Throughout my time in medical school, my thoughts returned again and again to the vineyards of Mendoza. I grew increasingly enamored of the virtues of old vines. The French believe that an old vineyard (at least 25 years old) gives you better grapes. At that time, the conventional wisdom among leading winemakers in Mendoza placed little value on old vines, and even less on purchased grapes—“grower grapes,” winemakers felt, were synonymous with poor-quality wine. After visiting the world’s great wine regions in France, Italy, California and South Africa, however, I was convinced that the conventional wisdom in Argentina was outmoded.
So, ten years ago, I took to the back roads of Mendoza, scouring the countryside in search of old vines. To my surprise and delight, I uncovered dozens of small, independently owned family vineyards planted with spectacular old-vine malbec, syrah and cabernet sauvignon grapes. These vineyards were a labor of love: The growers were barely able to make ends meet, and most of the old-vine grapes were being sold cheaply in bulk. Imagine a talented painter who spends her time painting walls and not paintings because no one recognizes her labor. I leapt at the opportunity to work with these growers to craft artisanal wines using their old-vine grapes. That trip deep into Mendoza was not just about discovering tangled old vines tended by passionate wine growers; it was, for me, an exhilarating journey into one of the world’s most unspoiled paradises. It is a journey of discovery that I never tire of sharing with others. In 1999 I made my first Luca wines, named after my son. Ten years later, the old-vine grapes came through: Luca Malbec 2007 was named one of the world’s 100 best wines in Wine Spectator.

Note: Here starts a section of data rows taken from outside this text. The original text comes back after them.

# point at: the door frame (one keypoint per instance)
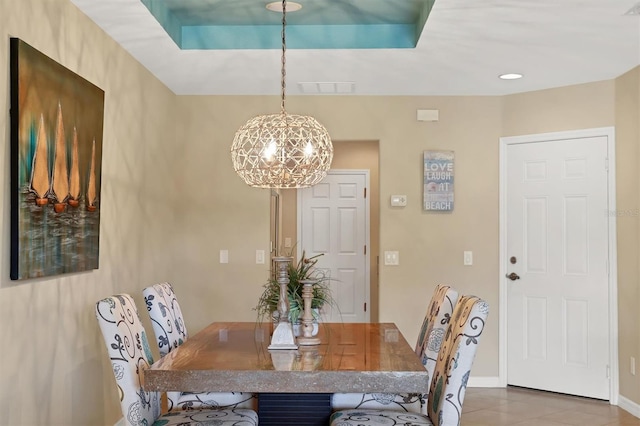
(609, 133)
(367, 230)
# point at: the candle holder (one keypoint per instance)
(307, 338)
(282, 337)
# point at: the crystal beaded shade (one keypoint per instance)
(282, 150)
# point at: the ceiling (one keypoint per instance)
(462, 47)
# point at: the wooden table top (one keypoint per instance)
(233, 357)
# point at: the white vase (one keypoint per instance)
(297, 329)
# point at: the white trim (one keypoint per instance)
(609, 133)
(367, 233)
(629, 406)
(484, 382)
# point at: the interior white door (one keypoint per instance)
(557, 244)
(333, 220)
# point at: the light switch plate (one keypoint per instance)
(392, 258)
(398, 200)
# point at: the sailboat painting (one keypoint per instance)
(56, 164)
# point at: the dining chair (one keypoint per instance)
(451, 374)
(170, 331)
(130, 354)
(434, 326)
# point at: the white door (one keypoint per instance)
(333, 220)
(557, 244)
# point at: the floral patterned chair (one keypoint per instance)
(434, 327)
(451, 374)
(170, 331)
(129, 351)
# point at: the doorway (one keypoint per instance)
(558, 282)
(333, 222)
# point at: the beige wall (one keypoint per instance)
(172, 201)
(430, 245)
(53, 364)
(627, 119)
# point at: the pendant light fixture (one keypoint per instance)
(282, 150)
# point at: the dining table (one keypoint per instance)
(294, 387)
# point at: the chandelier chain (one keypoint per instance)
(284, 48)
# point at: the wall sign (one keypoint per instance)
(438, 181)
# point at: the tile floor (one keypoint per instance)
(524, 407)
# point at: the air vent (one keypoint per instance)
(327, 87)
(635, 10)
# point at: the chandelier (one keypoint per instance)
(282, 150)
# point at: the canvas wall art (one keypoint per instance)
(56, 158)
(438, 181)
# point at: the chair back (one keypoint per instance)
(434, 326)
(166, 317)
(455, 359)
(129, 351)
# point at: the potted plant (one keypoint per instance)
(267, 306)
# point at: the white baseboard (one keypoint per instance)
(628, 405)
(484, 382)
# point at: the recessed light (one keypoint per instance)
(276, 6)
(510, 76)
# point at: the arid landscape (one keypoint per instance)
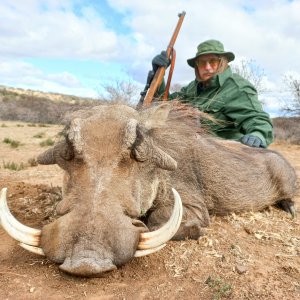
(248, 256)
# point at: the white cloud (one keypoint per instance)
(32, 31)
(264, 31)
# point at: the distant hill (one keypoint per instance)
(39, 107)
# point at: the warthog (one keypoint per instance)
(121, 165)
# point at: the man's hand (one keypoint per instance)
(253, 141)
(160, 60)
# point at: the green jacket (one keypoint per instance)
(233, 101)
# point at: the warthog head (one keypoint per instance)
(112, 173)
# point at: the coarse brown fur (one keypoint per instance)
(120, 166)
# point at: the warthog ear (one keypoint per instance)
(60, 150)
(143, 149)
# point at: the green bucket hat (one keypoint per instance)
(210, 47)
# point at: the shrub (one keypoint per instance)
(39, 135)
(13, 143)
(32, 162)
(47, 142)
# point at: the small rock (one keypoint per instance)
(241, 269)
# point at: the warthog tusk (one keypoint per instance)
(14, 228)
(154, 239)
(140, 253)
(36, 250)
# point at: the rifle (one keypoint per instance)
(149, 91)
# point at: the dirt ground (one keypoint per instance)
(248, 256)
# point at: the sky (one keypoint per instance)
(76, 47)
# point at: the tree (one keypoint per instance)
(292, 105)
(252, 72)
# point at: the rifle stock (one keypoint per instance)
(160, 73)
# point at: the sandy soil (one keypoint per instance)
(248, 256)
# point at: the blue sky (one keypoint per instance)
(76, 46)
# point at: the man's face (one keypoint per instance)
(207, 65)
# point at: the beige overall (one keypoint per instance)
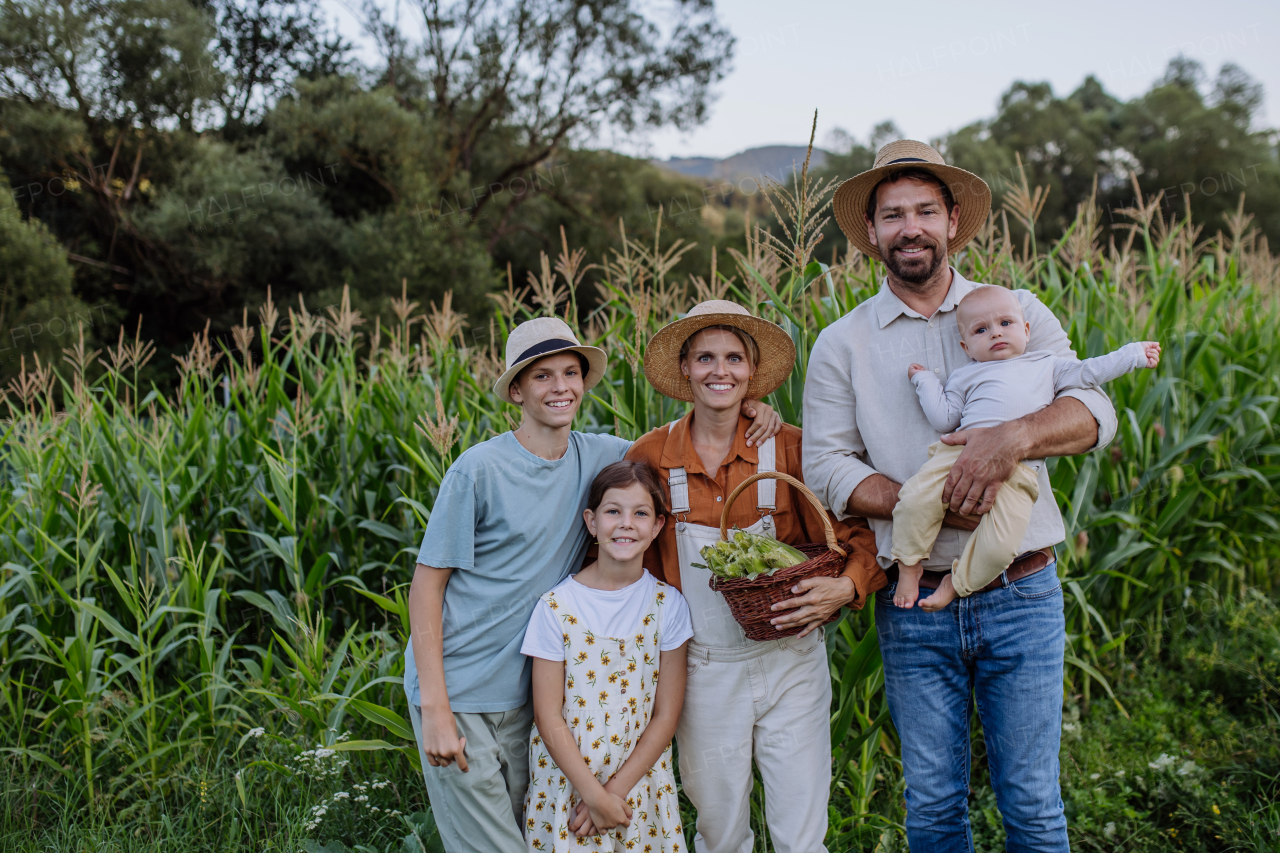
(769, 701)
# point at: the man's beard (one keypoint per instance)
(915, 273)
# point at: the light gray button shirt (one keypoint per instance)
(862, 414)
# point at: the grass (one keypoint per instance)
(197, 591)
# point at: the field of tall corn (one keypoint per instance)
(202, 596)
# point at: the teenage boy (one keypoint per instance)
(507, 525)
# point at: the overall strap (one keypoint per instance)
(679, 483)
(767, 491)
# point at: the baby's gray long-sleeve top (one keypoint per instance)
(988, 393)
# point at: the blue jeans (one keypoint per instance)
(1005, 649)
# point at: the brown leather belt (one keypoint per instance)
(1023, 566)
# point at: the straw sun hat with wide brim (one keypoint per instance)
(969, 191)
(538, 338)
(662, 355)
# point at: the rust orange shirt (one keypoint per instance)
(796, 520)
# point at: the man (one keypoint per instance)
(506, 527)
(865, 434)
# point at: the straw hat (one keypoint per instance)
(539, 338)
(969, 191)
(662, 355)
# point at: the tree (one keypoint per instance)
(39, 313)
(511, 82)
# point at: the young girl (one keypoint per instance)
(599, 761)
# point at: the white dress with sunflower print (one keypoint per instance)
(609, 685)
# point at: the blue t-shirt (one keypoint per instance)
(510, 524)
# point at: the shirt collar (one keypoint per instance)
(679, 450)
(888, 306)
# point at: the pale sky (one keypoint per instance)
(933, 67)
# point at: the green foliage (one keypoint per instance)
(748, 555)
(215, 579)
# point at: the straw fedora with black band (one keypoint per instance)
(968, 190)
(662, 355)
(538, 338)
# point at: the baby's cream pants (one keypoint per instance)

Today, the family’s winery, Bodega Catena Zapata, is known internationally for its highly rated wines and for its role in pioneering Argentina’s malbec revolution. At Catena Zapata, in my role as President, I oversee operations, exports, and am intimately involved with our viticultural and winemaking program, including the blends and vineyard lot selections for all our wines. I am proud that despite the great deal of foreign owned wineries and consultants in Argentina, my country's most important exporter is our own 100% Argentine family owned Catena winery. For me, making and promoting our wines is a mission akin to that of an ambassador, whose responsibilities go well beyond any financial goals.

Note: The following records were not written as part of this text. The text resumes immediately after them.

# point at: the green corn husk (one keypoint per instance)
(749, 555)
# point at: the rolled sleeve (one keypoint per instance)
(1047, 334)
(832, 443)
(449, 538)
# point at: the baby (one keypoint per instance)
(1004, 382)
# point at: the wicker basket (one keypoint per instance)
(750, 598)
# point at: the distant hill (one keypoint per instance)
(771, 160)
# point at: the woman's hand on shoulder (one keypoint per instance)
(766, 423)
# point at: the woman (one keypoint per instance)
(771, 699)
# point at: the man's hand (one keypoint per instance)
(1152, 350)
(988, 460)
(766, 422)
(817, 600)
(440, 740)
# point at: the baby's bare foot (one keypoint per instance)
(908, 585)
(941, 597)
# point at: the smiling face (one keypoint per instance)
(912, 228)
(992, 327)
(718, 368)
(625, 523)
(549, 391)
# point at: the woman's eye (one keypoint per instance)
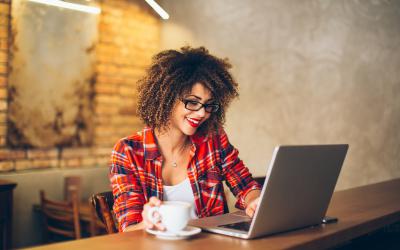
(192, 102)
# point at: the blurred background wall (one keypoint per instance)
(309, 72)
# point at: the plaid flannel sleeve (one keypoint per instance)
(237, 175)
(125, 184)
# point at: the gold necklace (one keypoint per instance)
(174, 164)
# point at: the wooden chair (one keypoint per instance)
(102, 204)
(60, 218)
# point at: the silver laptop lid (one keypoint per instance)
(299, 185)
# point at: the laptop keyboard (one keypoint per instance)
(242, 226)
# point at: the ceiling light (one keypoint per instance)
(158, 9)
(71, 6)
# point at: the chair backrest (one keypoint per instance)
(103, 205)
(60, 218)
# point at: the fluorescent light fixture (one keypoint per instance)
(158, 9)
(71, 6)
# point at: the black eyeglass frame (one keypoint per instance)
(214, 106)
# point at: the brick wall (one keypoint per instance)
(129, 34)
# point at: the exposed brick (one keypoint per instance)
(3, 68)
(4, 8)
(102, 151)
(48, 163)
(76, 152)
(8, 154)
(6, 166)
(3, 105)
(3, 44)
(3, 81)
(3, 56)
(108, 99)
(3, 32)
(23, 165)
(70, 163)
(88, 162)
(3, 117)
(42, 153)
(106, 89)
(3, 129)
(3, 93)
(4, 20)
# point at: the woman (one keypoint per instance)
(183, 153)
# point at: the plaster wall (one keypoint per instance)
(309, 72)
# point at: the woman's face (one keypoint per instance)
(188, 121)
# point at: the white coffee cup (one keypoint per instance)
(174, 215)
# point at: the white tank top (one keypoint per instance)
(181, 192)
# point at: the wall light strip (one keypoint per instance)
(71, 6)
(158, 9)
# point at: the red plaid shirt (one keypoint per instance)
(135, 175)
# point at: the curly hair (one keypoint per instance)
(172, 74)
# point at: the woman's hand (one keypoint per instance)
(153, 202)
(252, 199)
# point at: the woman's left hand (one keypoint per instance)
(251, 207)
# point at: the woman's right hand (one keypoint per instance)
(153, 202)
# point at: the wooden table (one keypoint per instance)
(6, 202)
(87, 216)
(360, 211)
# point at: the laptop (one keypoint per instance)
(297, 190)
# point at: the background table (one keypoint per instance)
(360, 211)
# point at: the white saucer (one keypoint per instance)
(185, 233)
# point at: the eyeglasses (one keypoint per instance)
(193, 105)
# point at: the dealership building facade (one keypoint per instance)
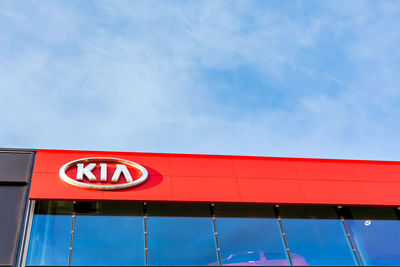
(91, 208)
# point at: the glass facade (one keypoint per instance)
(123, 234)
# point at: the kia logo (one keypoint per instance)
(103, 173)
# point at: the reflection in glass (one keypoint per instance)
(317, 236)
(249, 234)
(50, 240)
(108, 240)
(376, 235)
(175, 240)
(108, 233)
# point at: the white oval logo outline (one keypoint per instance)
(73, 182)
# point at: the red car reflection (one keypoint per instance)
(252, 258)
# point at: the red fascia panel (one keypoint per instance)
(230, 179)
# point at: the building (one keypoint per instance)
(91, 208)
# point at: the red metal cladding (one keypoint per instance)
(225, 179)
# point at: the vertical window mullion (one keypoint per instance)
(340, 216)
(146, 249)
(72, 233)
(216, 233)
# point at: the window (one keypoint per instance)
(375, 232)
(249, 234)
(51, 234)
(108, 233)
(316, 235)
(180, 234)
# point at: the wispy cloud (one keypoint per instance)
(307, 79)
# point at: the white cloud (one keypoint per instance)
(129, 76)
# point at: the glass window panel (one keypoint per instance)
(249, 234)
(178, 240)
(50, 234)
(315, 236)
(108, 233)
(376, 235)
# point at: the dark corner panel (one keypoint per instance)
(15, 172)
(12, 203)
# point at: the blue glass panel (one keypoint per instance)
(318, 242)
(377, 241)
(50, 240)
(108, 240)
(254, 241)
(181, 241)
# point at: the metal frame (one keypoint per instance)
(26, 234)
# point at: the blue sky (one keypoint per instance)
(271, 78)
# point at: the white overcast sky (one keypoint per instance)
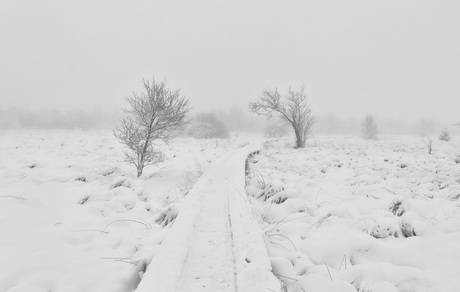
(396, 59)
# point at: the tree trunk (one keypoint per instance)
(299, 141)
(140, 168)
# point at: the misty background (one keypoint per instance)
(70, 64)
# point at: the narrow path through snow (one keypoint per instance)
(215, 244)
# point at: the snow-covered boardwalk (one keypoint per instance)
(215, 243)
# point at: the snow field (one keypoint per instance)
(214, 245)
(345, 214)
(73, 216)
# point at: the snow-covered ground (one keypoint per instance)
(342, 214)
(73, 216)
(345, 214)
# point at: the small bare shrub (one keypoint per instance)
(428, 141)
(397, 208)
(369, 128)
(293, 108)
(153, 115)
(407, 230)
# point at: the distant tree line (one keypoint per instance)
(54, 119)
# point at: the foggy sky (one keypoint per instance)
(397, 59)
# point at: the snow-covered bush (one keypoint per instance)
(206, 126)
(369, 128)
(276, 131)
(444, 136)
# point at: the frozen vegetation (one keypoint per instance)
(345, 214)
(73, 215)
(342, 214)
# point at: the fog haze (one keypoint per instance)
(394, 59)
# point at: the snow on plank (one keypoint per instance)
(215, 244)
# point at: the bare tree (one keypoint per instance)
(293, 108)
(152, 116)
(429, 143)
(369, 128)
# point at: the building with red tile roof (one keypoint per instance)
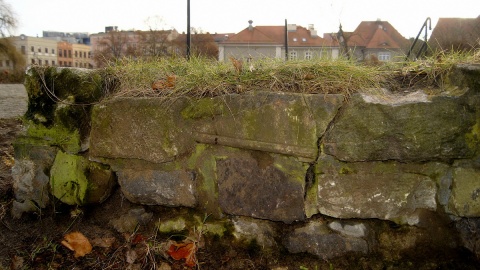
(377, 39)
(255, 42)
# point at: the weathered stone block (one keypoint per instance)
(76, 181)
(370, 130)
(282, 123)
(138, 128)
(465, 195)
(317, 239)
(155, 187)
(263, 186)
(389, 191)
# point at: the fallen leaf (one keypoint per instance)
(131, 256)
(185, 251)
(78, 243)
(105, 242)
(17, 263)
(138, 238)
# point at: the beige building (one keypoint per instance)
(81, 56)
(256, 42)
(36, 50)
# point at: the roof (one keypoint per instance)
(377, 34)
(270, 35)
(455, 31)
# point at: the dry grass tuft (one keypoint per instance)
(202, 77)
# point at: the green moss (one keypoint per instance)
(473, 137)
(38, 134)
(346, 170)
(67, 179)
(202, 108)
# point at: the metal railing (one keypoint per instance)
(428, 22)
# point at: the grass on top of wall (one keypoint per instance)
(201, 77)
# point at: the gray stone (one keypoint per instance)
(129, 222)
(383, 190)
(137, 128)
(283, 123)
(30, 185)
(247, 230)
(155, 187)
(465, 195)
(354, 230)
(262, 186)
(316, 238)
(419, 131)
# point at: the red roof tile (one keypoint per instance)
(276, 35)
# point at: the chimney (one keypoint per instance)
(313, 32)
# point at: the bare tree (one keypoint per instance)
(7, 19)
(114, 45)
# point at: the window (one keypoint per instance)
(384, 56)
(292, 55)
(308, 55)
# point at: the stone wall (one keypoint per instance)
(325, 168)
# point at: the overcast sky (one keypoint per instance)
(231, 16)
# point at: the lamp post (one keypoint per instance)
(188, 30)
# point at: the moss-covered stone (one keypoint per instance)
(76, 181)
(465, 196)
(55, 135)
(49, 86)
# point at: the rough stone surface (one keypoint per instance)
(273, 122)
(317, 239)
(155, 187)
(465, 196)
(30, 181)
(262, 186)
(76, 181)
(372, 190)
(261, 232)
(146, 129)
(129, 222)
(354, 230)
(420, 131)
(30, 185)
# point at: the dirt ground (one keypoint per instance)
(34, 241)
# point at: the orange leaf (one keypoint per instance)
(77, 242)
(183, 251)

Currently I live in San Francisco and spend about one third of the year in Mendoza. I am a vintner, a businesswoman, a practicing physician, a medical professor at UCSF Medical Center, a mother of three, wife of one (Daniel McDermott, another ER doctor), and a world-wide ambassador for Argentine wine. I am also an author (Vino Argentino is my first book) and inventor, and on occasion, a good tango dancer. I am guided in all of my endeavors by the principles of innovation, hard work, and respect and kindness for all those in my path, whether a patient, a family member, a co-worker, customer, or business partner. My personal philosophy is to be “hard on issues, soft on people,” a credo that I believe could (if not should) be applied to all the facets of life.